The displacement of the fingertip projection on the physical surface is approximately equal to the displacement of the contact point.

The nail tip is well located at the end of the kinetic chain, which, together with DIP, consists of the two distal phalanx endpoints. On the other hand, the contact point is located on the soft part of the fingertip, making it difficult to connect with the kinetic chain. We studied the average length and angle errors between the fingertip projection and the contact point. The average length error was 0.98mm (4.69% of the total length) for each stroke. 96.1% of the data points had an error of less than 2mm. It is reasonable to the error in the subsequent physical modeling and to use the displacement of the fingertip projection to represent the movement of the contact point on the physical surface (Fig. 4(f)).

A.0.5 Conclusion 5.

Among all three sliding modes (RW, RTM, RP), the displacement of MP cannot be ignored.

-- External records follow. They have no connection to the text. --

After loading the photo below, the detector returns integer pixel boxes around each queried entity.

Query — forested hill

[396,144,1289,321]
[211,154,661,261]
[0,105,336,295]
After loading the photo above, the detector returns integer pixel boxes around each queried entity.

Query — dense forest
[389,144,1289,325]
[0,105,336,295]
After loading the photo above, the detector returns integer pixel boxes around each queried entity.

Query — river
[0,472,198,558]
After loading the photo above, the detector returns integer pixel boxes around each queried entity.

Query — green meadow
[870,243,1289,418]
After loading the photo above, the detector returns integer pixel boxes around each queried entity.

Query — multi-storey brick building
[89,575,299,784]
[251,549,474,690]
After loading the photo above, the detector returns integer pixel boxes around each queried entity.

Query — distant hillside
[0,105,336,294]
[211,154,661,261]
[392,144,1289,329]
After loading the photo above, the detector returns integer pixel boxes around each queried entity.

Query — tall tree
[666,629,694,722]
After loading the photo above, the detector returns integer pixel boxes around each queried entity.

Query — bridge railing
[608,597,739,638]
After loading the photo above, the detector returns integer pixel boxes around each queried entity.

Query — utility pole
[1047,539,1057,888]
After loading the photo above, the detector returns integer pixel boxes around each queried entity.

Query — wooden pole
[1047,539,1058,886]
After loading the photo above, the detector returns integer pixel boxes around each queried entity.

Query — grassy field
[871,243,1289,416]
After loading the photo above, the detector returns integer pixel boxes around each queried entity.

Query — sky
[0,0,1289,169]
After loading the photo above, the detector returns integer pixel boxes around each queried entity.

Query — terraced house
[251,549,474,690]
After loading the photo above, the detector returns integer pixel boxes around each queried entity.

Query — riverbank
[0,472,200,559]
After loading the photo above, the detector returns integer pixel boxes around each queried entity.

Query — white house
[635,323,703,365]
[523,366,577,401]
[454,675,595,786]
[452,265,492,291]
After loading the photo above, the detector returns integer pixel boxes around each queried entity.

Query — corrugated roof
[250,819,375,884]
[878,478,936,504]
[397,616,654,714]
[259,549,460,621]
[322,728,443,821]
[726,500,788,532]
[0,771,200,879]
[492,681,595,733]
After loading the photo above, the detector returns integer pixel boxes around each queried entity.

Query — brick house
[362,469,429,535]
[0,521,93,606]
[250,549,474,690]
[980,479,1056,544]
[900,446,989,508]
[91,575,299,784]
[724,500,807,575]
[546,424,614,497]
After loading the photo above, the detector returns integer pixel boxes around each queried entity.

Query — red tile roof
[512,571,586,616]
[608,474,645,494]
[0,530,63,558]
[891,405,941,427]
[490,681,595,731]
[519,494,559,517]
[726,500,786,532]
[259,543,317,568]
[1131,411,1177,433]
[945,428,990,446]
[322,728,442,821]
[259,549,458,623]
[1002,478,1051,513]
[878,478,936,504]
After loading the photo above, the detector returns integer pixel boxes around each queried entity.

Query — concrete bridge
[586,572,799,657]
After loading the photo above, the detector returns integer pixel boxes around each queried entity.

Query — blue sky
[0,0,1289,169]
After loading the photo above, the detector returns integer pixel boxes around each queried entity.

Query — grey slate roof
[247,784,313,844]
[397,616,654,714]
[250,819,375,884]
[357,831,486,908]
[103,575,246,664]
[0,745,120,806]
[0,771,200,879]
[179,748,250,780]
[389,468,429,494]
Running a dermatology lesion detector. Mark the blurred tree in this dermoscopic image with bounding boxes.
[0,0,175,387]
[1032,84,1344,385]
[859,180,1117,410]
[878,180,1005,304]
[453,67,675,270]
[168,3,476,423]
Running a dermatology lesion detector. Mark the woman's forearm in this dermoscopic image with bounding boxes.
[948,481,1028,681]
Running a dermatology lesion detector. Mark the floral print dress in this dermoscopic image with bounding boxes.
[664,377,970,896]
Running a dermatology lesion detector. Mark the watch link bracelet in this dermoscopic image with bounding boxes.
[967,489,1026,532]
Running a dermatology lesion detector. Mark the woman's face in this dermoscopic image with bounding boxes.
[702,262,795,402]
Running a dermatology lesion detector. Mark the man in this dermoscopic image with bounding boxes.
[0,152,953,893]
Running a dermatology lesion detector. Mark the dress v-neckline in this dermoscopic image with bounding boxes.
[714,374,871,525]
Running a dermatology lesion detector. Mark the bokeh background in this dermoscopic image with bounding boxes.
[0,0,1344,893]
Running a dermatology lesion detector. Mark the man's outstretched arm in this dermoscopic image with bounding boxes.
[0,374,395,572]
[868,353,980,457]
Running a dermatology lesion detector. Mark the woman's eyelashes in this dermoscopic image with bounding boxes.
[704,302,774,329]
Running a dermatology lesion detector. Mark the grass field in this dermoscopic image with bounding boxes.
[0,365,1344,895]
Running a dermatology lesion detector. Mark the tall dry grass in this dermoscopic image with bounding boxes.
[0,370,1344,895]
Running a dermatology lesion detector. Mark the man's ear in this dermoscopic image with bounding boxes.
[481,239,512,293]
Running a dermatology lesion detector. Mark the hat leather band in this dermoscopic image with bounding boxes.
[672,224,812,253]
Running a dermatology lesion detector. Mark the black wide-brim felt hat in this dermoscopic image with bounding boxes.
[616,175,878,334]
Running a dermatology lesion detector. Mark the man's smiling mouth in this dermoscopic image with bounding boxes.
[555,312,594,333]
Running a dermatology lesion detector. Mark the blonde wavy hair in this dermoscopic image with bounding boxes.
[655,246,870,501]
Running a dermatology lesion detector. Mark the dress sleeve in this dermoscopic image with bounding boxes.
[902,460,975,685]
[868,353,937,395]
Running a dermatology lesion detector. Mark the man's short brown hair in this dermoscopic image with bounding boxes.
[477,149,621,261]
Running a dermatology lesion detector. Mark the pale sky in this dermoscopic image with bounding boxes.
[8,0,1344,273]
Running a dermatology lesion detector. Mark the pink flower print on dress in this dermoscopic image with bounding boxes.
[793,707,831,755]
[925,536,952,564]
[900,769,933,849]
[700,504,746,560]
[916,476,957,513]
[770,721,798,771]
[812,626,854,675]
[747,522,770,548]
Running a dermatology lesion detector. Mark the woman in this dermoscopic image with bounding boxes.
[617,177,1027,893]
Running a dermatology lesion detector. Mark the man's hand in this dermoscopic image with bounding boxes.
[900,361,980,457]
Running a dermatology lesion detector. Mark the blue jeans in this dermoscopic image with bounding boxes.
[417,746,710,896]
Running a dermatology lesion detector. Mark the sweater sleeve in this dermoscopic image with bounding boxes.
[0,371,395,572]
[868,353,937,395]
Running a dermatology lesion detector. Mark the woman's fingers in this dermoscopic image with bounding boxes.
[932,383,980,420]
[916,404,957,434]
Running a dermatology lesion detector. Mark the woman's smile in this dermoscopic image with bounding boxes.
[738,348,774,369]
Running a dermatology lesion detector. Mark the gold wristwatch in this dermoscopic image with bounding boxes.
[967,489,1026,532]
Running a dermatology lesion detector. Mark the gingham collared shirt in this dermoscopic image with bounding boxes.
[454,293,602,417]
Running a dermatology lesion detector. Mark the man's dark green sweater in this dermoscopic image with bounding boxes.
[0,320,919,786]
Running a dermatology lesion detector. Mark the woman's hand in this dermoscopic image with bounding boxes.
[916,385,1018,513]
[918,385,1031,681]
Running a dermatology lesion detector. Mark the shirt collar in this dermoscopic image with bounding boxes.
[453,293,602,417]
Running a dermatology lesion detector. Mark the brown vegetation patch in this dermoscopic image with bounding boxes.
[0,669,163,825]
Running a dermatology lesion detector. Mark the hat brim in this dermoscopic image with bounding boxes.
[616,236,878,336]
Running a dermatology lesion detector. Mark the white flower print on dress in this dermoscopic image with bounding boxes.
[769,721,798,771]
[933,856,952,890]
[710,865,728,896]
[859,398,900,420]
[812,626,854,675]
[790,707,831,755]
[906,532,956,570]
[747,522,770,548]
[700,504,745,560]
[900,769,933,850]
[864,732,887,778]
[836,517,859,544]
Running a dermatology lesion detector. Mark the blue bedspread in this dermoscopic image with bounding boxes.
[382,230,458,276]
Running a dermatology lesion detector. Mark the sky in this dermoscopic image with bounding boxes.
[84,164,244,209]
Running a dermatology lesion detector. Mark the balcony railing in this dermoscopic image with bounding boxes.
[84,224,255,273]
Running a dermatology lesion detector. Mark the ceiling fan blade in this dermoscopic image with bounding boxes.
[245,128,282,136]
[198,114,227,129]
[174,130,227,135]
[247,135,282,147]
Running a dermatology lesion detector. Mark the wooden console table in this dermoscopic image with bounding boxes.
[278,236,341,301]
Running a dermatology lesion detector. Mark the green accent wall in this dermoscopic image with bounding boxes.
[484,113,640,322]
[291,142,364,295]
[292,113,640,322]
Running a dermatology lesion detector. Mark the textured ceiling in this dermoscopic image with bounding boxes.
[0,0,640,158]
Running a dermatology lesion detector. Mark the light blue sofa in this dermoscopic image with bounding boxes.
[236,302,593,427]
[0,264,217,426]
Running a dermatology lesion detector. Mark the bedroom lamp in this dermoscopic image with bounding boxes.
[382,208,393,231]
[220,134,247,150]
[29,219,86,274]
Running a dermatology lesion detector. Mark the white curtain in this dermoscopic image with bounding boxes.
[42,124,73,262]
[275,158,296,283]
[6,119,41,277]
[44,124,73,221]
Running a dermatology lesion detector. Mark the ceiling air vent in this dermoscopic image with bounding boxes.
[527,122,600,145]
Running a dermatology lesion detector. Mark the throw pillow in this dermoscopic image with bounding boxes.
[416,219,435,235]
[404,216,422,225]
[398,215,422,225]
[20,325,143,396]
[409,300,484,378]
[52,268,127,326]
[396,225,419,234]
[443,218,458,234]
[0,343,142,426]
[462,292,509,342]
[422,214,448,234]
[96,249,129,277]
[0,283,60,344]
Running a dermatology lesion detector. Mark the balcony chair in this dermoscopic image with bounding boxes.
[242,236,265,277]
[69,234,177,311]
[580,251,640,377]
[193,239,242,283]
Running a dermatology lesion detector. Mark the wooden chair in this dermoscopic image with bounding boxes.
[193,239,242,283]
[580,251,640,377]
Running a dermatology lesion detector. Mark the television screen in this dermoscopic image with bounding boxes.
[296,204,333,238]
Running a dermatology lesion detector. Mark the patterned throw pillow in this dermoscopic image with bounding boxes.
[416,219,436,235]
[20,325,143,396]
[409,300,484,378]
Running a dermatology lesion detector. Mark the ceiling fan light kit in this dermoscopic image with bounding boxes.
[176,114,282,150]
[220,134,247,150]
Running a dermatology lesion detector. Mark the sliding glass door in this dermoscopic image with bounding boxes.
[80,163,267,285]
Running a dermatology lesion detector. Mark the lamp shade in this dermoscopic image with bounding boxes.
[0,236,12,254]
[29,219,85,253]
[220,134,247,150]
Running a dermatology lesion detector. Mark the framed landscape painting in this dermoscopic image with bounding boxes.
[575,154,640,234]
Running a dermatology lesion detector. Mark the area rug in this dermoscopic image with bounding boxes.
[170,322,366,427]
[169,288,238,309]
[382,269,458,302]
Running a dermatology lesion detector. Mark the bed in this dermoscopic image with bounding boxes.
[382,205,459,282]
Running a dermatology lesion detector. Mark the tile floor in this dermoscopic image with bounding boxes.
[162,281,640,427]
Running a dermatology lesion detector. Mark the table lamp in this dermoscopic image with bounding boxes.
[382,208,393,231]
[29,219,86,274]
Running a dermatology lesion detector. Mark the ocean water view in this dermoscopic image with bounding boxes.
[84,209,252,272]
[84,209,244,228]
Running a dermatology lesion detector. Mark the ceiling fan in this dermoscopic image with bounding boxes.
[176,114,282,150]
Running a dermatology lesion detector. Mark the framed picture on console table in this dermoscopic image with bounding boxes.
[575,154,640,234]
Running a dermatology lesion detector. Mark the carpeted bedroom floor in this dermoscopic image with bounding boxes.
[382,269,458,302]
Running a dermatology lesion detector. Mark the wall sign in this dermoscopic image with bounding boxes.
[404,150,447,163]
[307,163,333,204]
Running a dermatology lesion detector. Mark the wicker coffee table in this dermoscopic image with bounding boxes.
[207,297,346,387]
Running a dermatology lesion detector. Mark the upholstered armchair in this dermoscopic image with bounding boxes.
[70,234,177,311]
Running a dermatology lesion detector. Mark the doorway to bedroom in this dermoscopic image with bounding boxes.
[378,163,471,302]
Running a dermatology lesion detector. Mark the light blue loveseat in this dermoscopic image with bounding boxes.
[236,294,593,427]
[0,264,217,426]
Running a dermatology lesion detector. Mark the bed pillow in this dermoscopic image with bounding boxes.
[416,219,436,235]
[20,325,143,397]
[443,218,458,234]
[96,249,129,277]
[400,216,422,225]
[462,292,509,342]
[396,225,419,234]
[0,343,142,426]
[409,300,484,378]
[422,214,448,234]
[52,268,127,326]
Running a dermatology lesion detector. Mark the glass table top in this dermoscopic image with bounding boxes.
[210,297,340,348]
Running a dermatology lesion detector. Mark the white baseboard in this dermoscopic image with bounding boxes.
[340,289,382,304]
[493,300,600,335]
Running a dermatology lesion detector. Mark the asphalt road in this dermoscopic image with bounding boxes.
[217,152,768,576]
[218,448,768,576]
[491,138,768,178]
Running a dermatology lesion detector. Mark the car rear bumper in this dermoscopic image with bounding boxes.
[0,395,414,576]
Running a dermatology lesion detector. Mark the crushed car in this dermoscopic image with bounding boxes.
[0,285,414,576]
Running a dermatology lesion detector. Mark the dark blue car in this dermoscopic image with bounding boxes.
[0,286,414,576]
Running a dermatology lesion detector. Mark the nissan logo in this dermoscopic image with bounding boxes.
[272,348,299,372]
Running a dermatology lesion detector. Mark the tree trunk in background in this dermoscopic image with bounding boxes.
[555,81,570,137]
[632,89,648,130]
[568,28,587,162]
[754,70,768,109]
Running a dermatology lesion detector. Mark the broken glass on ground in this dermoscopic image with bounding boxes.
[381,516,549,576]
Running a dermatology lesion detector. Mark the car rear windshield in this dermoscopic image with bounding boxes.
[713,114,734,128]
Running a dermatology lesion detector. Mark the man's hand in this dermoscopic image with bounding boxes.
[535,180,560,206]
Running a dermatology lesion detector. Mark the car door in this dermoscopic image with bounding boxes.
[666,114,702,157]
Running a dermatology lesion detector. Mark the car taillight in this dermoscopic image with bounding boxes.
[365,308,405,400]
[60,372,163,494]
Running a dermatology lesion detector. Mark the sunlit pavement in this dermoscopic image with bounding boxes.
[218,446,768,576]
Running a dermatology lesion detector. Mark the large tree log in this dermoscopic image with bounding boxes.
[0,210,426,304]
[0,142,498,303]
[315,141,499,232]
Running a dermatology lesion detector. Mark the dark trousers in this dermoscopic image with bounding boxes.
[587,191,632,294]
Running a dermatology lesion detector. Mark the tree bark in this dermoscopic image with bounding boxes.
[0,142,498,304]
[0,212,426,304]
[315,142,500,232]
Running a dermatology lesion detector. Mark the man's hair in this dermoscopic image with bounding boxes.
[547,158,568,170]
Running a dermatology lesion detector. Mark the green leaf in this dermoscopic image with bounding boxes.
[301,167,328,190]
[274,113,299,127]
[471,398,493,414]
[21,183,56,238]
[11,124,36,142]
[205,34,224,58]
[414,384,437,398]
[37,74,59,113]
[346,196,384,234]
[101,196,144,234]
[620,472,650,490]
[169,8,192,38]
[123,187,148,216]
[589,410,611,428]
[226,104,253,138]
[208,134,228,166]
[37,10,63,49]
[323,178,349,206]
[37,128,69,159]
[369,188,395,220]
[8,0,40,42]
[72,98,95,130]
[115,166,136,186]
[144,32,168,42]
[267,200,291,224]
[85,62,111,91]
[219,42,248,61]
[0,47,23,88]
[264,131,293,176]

One of the motivations behind proposing three different finger motion modes was the belief that constraints from the palm and other fingers could reduce the degrees of freedom in the sliding finger process. Placing the palm, thumb, or middle finger on a surface can strongly restrict the movement of MP of the index finger. However, in the RP mode, the average displacement of MP in one stroke still reached 2.9mm (18% of fingertip displacement). The average displacement was 16.2mm (40%) for the RW mode and 12.2mm (28%) for the RTM mode. More substantial constraints can effectively reduce the displacement of MP but cannot eliminate its impact on the kinetic chain (Fig. 4(g)-(i)).

A.0.6 Conclusion 6.

There is a strong correlation between the projected velocities of the fingertip, DIP, and PIP on the physical surface: \(\begin{equation*} \arccos \left(\frac{\mathbf {v_{NailTip\parallel }} \cdot \mathbf {v_{DIP\parallel }}}{\left|\mathbf {v_{NailTip\parallel }}\right| \left|\mathbf {v_{DIP\parallel }}\right|}\right)\le 13^\circ , \arccos \left(\frac{\mathbf {v_{DIP\parallel }} \cdot \mathbf {v_{PIP\parallel }}}{\left|\mathbf {v_{DIP\parallel }}\right| \left|\mathbf {v_{PIP\parallel }}\right|}\right)\le 15^\circ , \end{equation*} \) \(\begin{equation*} \arccos \left(\frac{\mathbf {v_{NailTip\parallel }} \cdot \mathbf {v_{PIP\parallel }}}{\left|\mathbf {v_{NailTip\parallel }}\right| \left|\mathbf {v_{PIP\parallel }}\right|}\right)\le 30^\circ \end{equation*} \) When sliding the index finger leftwards or rightwards, the finger exhibits an approximately fan-shaped trajectory (Fig. 4(j)). We hypothesize that the velocity between the key points should have a strong correlation. We calculated the angles between the projected velocity vectors of the fingertip, DIP, PIP, and MP under three different finger sliding modes. We then fit the velocity angles to a normal distribution and calculated the range of the 95% confidence interval (Table 3). The mean angle between the projected velocity of the MP and other key points exceeded 10 degrees, which indicates that the velocity relationship between the MP and other points is relatively weak. The fingertip and DIP, DIP, and PIP are the endpoints of two finger bones, respectively, so they have a strong velocity correlation. We summarize the range of the 95% confidence interval as the velocity constraints between the projected velocities.

Table 3:
Mean Angle / 95% IntervalvnailtipvDIPvPIPvMP
vnailtip0° /0°---
vDIP6.2° /12.6°0° /0°--
vPIP10.6° /30.1°7.8° /15.8°0/0-
vMP13.2° /40.7°12.9° /34.8°10.4° /32.1°0° /0°

Table 3: Mean angles and 95% confidence interval of the angles’ distribution between the projected velocities of the nail tip, DIP, PIP, and MP.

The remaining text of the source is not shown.